ST. JOHN | Area officials agree movement is needed to meet the Dec. 31, 2014, deadline to establish a consolidated Lake County E-911 network, but they continue to debate how to make it happen.
The county Public Safety Communications Commission on Friday agreed to distribute a proposed interlocal agreement to municipal officials.
The agreement estimates telephone and radio communications hardware will cost about $36.2 million.
The agreement also would ask municipalities to shift property taxes currently obligated to city and town 911 police and fire budgets to a consolidated county E-911 service.
Nicole Bennett, the lawyer for the E-911 consolidation, said figures included in the agreement are only estimates, and Lake County elected officials are asked to review the document and provide their opinions.
The commission also discussed St. John's proposal to have two operating E-911 emergency centers in Lake County.
St. John Town Manager Steven Kil told officials St. John has received two legal opinions that there can be two operating E-911 emergency centers in Lake County, and it would not be mandatory for municipalities to transfer their entire property tax levy earmarked for city and town 911 budgets.
Sheriff John Buncich is concerned the new plan could further delay efforts for a consolidated E-911 network in Lake County.
He said the county has been examining the consolidation since 2008, and "we're looking like a bunch of idiots" if officials haven't achieved it by the 2014 deadline.
St. John's plan would create two separate public safety answering points, or PSAP, in north and south Lake County.
One PSAP would include Cedar Lake, Crown Point, Dyer, Griffith, Highland, Lowell, Munster, Schererville, St. John and county police who cover rural south county. The north county PSAP would incorporate East Chicago, Gary, Hammond, Hobart, Lake Station, Merrillville, New Chicago and Whiting.

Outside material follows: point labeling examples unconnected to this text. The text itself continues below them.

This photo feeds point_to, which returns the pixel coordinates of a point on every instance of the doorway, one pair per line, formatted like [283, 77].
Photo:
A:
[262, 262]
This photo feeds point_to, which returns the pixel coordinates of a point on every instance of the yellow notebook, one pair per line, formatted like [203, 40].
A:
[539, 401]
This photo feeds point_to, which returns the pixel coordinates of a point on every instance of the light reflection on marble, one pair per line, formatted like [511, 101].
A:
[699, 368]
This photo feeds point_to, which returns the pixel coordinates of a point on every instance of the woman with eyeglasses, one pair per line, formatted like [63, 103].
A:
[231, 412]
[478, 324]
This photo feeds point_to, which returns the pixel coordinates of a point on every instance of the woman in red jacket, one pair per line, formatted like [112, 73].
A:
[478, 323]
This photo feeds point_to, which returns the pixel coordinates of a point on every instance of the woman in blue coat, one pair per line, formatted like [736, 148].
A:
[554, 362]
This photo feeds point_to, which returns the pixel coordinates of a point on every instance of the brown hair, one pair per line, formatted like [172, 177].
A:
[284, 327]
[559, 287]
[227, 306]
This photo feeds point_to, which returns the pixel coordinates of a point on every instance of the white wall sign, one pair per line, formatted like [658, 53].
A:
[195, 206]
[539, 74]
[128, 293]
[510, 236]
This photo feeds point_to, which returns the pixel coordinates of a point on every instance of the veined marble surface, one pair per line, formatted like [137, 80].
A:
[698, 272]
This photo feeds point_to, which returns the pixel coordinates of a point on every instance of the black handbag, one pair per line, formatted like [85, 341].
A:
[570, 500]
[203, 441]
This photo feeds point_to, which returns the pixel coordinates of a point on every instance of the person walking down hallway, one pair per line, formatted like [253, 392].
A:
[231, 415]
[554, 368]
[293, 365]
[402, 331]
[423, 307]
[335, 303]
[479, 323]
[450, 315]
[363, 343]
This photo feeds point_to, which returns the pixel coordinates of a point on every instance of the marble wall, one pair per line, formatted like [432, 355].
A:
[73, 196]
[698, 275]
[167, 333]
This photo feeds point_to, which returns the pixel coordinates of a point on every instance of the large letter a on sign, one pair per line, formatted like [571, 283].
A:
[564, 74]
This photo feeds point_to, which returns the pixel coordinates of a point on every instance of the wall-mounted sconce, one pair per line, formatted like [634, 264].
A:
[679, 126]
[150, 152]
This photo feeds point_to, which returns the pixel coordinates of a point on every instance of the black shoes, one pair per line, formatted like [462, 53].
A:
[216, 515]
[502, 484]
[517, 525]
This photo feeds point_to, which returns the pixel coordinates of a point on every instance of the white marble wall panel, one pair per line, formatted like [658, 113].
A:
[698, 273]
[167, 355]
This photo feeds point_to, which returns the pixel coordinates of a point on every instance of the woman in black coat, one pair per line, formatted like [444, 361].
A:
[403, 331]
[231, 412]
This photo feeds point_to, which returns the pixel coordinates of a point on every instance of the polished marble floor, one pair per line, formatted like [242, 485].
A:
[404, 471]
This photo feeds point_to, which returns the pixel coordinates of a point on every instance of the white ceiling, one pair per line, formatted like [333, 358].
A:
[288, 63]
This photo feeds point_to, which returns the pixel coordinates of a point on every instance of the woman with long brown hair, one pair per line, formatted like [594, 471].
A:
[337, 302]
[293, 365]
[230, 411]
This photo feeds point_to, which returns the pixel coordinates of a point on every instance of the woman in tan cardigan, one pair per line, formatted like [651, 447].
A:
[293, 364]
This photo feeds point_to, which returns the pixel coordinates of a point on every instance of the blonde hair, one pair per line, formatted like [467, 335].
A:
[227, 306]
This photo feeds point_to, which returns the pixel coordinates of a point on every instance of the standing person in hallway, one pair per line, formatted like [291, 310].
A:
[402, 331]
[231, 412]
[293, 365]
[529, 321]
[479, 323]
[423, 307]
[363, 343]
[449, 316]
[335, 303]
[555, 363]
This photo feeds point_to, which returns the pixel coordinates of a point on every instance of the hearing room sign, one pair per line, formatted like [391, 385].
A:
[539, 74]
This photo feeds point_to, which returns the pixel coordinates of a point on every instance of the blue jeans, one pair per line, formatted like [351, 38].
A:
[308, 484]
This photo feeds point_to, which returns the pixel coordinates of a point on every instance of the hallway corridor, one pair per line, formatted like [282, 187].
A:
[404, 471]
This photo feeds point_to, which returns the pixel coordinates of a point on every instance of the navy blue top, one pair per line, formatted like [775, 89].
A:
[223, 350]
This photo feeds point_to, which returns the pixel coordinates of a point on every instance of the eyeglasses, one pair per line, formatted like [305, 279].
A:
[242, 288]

St. John Town Council President Mike Forbes said municipalities designated in the south county PSAP were selected by geography and because they are "like communities."

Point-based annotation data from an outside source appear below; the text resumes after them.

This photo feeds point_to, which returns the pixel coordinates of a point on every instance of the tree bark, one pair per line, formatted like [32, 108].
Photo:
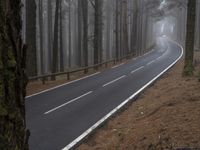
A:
[85, 31]
[55, 42]
[98, 32]
[79, 51]
[31, 61]
[41, 36]
[13, 132]
[190, 35]
[61, 40]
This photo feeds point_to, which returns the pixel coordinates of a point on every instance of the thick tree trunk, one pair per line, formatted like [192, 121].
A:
[55, 41]
[125, 28]
[41, 36]
[61, 40]
[117, 29]
[13, 133]
[98, 32]
[70, 36]
[31, 61]
[79, 51]
[50, 34]
[190, 35]
[85, 31]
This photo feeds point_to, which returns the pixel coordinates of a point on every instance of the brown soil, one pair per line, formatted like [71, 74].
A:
[165, 116]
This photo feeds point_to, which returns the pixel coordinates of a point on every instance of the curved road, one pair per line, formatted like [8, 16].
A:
[59, 118]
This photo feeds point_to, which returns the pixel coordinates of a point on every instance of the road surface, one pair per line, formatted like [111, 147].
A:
[62, 116]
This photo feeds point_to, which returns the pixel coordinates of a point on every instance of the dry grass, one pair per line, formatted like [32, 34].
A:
[166, 116]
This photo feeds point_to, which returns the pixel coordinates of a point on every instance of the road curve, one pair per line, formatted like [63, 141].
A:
[60, 117]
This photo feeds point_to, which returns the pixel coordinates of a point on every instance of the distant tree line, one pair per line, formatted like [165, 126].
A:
[65, 34]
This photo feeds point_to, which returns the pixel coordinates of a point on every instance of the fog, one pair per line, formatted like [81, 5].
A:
[123, 27]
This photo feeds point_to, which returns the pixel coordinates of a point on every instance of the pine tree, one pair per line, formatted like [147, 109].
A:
[190, 35]
[13, 132]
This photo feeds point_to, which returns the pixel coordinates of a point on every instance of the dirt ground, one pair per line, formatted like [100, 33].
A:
[165, 116]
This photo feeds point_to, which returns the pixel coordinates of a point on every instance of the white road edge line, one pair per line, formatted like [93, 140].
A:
[151, 62]
[87, 132]
[62, 85]
[137, 70]
[117, 66]
[71, 101]
[113, 81]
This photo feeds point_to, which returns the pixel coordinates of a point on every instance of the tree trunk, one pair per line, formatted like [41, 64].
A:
[41, 35]
[79, 51]
[13, 132]
[98, 32]
[61, 40]
[50, 34]
[70, 36]
[117, 30]
[31, 61]
[125, 28]
[85, 31]
[55, 42]
[190, 35]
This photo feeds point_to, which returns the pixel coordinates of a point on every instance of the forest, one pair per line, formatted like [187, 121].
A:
[42, 39]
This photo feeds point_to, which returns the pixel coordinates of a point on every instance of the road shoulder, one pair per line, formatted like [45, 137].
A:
[164, 116]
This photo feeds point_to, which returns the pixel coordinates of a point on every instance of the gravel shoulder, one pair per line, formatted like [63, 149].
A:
[165, 116]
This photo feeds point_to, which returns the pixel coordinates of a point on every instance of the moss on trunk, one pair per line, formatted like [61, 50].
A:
[14, 134]
[190, 35]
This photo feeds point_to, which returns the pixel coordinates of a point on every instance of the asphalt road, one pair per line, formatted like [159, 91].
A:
[60, 117]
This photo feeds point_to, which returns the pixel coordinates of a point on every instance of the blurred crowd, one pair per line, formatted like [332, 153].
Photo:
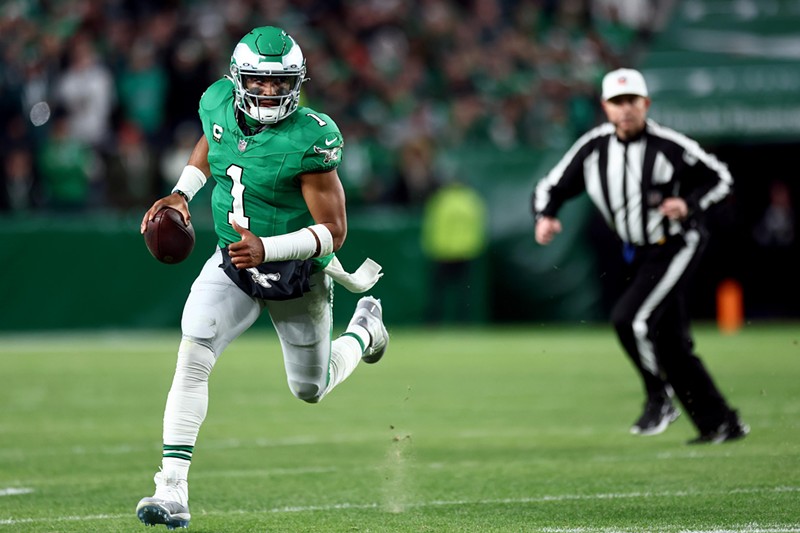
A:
[98, 98]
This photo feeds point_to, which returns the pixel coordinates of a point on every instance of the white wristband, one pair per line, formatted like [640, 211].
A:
[313, 241]
[192, 180]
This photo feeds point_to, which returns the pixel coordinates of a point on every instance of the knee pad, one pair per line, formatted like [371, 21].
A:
[195, 360]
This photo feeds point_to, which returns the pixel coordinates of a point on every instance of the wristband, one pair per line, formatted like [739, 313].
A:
[192, 180]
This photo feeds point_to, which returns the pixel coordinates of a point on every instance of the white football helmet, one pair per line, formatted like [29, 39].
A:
[268, 69]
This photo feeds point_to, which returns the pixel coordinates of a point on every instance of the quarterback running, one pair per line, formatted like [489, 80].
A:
[279, 214]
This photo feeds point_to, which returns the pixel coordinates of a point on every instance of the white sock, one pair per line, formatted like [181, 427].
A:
[187, 402]
[345, 356]
[178, 467]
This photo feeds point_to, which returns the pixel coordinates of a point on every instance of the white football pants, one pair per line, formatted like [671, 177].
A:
[217, 311]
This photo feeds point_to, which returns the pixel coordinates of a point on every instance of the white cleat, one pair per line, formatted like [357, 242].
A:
[168, 506]
[369, 315]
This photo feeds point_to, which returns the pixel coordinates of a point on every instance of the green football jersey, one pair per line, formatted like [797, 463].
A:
[257, 175]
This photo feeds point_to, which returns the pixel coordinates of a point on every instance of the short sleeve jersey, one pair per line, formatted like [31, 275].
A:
[257, 175]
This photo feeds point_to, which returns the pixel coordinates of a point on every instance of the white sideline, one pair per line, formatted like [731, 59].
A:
[13, 491]
[743, 528]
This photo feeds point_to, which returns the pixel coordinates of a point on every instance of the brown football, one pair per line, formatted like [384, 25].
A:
[167, 238]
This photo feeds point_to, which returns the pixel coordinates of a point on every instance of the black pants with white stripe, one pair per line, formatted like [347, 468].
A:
[653, 324]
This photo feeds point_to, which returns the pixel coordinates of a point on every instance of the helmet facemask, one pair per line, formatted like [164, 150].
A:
[268, 69]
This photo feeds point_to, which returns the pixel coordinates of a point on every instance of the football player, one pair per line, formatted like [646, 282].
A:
[279, 214]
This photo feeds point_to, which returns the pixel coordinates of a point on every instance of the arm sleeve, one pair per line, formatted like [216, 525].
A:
[563, 182]
[709, 180]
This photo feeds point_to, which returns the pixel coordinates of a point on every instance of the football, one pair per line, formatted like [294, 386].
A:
[167, 238]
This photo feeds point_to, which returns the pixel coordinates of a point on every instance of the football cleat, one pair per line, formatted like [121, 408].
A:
[369, 315]
[168, 506]
[657, 416]
[731, 429]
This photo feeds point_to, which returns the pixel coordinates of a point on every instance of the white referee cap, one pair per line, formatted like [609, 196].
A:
[623, 81]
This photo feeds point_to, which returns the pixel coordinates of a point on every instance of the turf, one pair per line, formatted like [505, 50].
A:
[473, 430]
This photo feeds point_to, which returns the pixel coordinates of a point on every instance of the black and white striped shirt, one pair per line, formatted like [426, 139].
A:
[628, 180]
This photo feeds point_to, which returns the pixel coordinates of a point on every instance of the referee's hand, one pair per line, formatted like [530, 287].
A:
[546, 229]
[674, 208]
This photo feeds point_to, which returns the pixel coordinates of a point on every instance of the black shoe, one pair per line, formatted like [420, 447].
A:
[732, 429]
[658, 414]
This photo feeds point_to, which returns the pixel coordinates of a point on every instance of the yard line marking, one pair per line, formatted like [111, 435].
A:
[13, 491]
[744, 528]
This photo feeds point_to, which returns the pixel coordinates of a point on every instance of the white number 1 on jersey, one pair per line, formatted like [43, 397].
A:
[237, 192]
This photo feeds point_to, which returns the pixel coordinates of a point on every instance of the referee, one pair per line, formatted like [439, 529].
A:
[651, 184]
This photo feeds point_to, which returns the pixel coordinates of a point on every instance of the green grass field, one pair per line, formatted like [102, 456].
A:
[480, 430]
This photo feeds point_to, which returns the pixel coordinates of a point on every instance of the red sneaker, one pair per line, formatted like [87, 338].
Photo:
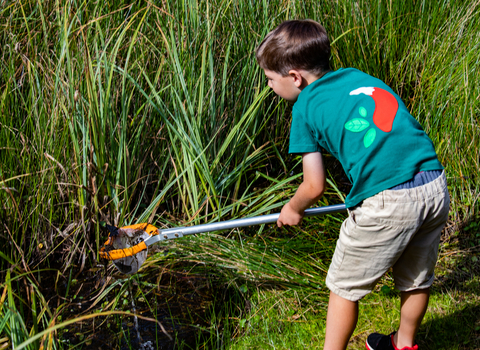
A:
[376, 341]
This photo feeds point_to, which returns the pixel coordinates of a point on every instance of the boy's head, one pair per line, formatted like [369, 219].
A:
[296, 44]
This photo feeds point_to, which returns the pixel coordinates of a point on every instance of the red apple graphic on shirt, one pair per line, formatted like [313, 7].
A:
[386, 106]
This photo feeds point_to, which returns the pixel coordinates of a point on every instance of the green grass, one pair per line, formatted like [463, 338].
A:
[132, 112]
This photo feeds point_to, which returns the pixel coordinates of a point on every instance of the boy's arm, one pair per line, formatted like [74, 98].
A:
[309, 191]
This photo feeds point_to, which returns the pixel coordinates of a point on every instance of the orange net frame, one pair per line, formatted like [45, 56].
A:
[108, 251]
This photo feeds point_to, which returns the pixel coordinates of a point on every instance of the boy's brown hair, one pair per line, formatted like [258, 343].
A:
[296, 44]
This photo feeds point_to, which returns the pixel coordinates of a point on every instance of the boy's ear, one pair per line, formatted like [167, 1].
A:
[298, 79]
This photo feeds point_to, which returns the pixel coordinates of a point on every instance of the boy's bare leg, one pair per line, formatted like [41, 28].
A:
[413, 307]
[342, 318]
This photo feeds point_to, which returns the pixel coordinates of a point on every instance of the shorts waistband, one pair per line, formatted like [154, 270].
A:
[420, 179]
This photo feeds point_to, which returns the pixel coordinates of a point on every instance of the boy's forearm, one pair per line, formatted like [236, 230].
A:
[305, 197]
[309, 191]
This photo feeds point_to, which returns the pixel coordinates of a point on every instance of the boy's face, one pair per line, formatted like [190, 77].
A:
[285, 87]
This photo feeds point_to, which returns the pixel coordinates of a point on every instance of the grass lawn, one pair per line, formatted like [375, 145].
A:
[289, 320]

At one point during Friday's meeting, Buncich called for a poll of the south communities represented at the meeting to indicate if they support the St. John plan, but he later withdrew his request.
Schererville Police Chief David Dowling said it would have been premature to make a decision about the plan.
He agrees the commission must move forward with plans to consolidate E-911 services but said there could be aspects of St. John's proposal that could be incorporated into those efforts.